Last week, Nelson Mandela died. There were more than enough touching eulogies, and any attempt by me would be shoddy, with the depth of a contact lens. Better to sit back, shut up, and think about a lesson to learn from this great man’s life.
I remember in college avoiding the apartheid issue because it wasn’t part of the way I saw the world. As a staunch anti-communist, I could not abide by the African National Congress, who were backed by the USSR among other nondemocratic entities. I was on the right team, no doubt, as history has shown, but I was wrong on where my allegiances took me, regarding South Africa. I wasn’t supportive of the place. I just wasn’t crazy about any of the players.
My point: The danger of dedicating yourself to “the team” is an immunity to critical thinking. You avoid having to make tougher decisions, or listening, or admitting you might be wrong if you adhere completely to the ideology of the group you’re in.
Don’t get me wrong. The fight against communism was the fight worth having. But it prevented me from seeing that, despite the relationship between communism and Nelson Mandela, I should have been able to handle several thoughts and truths. Why can’t I renounce communism, want to win the Cold War, but accept the necessity of Mandela’s fight? I can enjoy both death metal and poppy electronica — so why can’t I be a cold warrior and a proponent of legitimate revolution? It’s a shallow comparison, but I am a shallow person.

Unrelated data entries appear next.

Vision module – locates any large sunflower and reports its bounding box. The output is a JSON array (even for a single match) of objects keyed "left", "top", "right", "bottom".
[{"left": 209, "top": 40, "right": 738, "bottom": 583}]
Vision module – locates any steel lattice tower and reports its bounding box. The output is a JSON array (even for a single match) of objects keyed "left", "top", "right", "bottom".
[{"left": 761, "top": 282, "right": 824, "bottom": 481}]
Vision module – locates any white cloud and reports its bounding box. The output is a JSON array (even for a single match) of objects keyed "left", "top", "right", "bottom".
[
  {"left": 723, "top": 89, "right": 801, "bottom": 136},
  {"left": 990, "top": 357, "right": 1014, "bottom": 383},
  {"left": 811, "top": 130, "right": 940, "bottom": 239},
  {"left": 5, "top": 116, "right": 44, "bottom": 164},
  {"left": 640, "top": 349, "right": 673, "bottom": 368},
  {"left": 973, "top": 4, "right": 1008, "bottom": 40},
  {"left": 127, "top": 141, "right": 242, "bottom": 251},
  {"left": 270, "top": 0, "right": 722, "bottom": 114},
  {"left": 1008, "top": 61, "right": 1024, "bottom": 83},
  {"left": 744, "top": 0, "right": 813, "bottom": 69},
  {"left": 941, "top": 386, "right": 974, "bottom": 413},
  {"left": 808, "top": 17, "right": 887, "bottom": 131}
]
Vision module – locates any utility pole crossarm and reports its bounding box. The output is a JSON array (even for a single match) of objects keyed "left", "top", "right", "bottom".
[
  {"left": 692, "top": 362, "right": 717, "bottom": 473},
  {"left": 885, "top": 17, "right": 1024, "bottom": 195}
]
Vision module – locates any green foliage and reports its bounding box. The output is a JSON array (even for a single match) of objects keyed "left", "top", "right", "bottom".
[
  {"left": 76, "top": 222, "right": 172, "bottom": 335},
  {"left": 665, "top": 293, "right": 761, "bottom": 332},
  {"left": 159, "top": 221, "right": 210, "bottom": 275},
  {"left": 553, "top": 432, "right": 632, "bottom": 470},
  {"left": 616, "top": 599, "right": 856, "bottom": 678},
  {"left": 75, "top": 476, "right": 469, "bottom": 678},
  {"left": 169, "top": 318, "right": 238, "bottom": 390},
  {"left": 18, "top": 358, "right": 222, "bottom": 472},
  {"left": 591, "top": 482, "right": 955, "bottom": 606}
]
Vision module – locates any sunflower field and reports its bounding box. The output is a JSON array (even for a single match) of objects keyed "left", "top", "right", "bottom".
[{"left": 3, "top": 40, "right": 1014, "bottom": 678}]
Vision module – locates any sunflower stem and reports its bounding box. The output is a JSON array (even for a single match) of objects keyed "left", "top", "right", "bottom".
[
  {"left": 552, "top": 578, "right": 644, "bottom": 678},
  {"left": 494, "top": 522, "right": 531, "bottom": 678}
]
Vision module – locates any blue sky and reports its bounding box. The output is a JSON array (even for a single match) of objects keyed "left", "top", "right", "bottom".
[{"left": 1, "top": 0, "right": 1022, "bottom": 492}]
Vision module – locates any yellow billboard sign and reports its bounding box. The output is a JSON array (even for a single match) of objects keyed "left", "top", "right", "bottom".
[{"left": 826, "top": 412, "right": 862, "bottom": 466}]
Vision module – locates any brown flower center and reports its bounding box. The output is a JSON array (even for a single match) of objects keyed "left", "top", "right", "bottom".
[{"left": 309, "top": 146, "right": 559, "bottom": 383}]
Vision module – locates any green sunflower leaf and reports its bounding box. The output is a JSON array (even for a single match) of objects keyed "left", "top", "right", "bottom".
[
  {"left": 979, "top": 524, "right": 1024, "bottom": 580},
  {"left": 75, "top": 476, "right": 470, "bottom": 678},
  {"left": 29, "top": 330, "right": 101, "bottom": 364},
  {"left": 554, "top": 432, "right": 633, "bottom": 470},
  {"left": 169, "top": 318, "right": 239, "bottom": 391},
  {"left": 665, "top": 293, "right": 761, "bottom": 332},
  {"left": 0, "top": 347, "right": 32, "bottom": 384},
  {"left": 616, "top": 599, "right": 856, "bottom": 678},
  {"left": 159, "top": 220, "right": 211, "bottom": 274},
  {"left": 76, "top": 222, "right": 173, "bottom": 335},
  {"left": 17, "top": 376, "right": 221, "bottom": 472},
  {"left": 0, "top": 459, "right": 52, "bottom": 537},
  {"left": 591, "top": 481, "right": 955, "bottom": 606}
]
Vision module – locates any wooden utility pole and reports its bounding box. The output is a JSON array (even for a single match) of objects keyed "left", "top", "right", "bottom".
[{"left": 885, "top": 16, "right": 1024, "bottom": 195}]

Later, Nelson Mandela made a similar mistake. He looked at Gaddafi, Fidel Castro, Iran, among others (all enemies of America) as his teammates. He ended up embracing those who subjugated their people when he should have embraced the people instead. He said crappy stuff about our country.
But perhaps swayed by an ideology of revolution that always pits us against them, he overlooked the darkness his allies blanketed over their own helpless constituents. Maybe he chatted with these creeps privately about their brutality — I don’t know. Unlike the Spice Girls, I never got close enough for a picture.
His mistake — misidentifying his allies — might be honorable. Perhaps these despots and dictators were the only people who gave a damn about him. And as a revolutionary, maybe it was harder to judge other revolutionaries. But at some point, Mandela had to see that Gaddafi was no Mandela. These rebel pretenders were up to no good.
Similarly, I should have realized that even though commies were in Mandela’s corner, Mandela’s corner was the right place to be.
It serves to remember this, when faced with sticky issues and you feel inclined to pick your side, rather than momentarily suspend the idea of “sides.” Sometimes, the idea of “sides” is the last thing you can possibly embrace. For choosing a side means, under no circumstances, can you entertain facts that might come up. And no one is immune to being wrong. Ask my wife.
Team loyalty works in a lot of areas. Sports — it’s great. It makes mediocre teams rise above their station. But let’s face it — if your coach starts drinking and makes idiotic decisions, someone on that team better speak up.
I was with a team player recently who said that he would never trust someone not on his team politically. He said this, as a number of people not on “his team” were nearby. Good people. What he was saying, simply, was, “Whatever you say, I don’t believe, even if you’re right.” From then on, I could never trust this person, because he just said, “The correct answer is not as important as us sticking to one story.”
That’s a mistake. You have to be able to listen to everyone and try to understand and hear their facts. The more you debunk theirs, and the more they debunk yours, the better your position ultimately ends up. I recommend Jonathan Rauch’s book, Kindly Inquisitors, which defines this “liberal science” better than anyone. Right now my opinions barely approach in coherence what he wrote maybe 20 years ago.
Call me wrong (and you will), but no matter how much you despise the current administration (and your team, therefore is my team: I also despise the administration on certain major things), you cannot let your loyalty to that side take you places that prove unwise. I would love to condemn President Obama over the NSA revelations, but what pulls me from “team thinking” is knowing that the NSA works not for Obama but all of us. And what they are doing has been distorted by both left and right.
I could express outrage, but I’d have to close myself off from recognizing changes in both our national security and the nature of communication among people who want us dead.
In the end, what’s the point of adhering to a team if it’s only to be part of a team?
Isn’t it better, as Rauch says, to be less wrong every day? That’s an actual, realistic goal. Adhering to a team ideology, however, will always end up having you be more wrong every day, for its blinders prevent you from the necessary criticism that shapes rough ideas into right thoughts. Or rough ideas that need to go.
The upside is that by relinquishing the dedication to a team, real teamwork between trustworthy adversaries might actually blossom. In that, the sharing of information, facts, and experience makes dialogue less divisive, if no less spirited. We might talk to each other if we think we’re actually listening.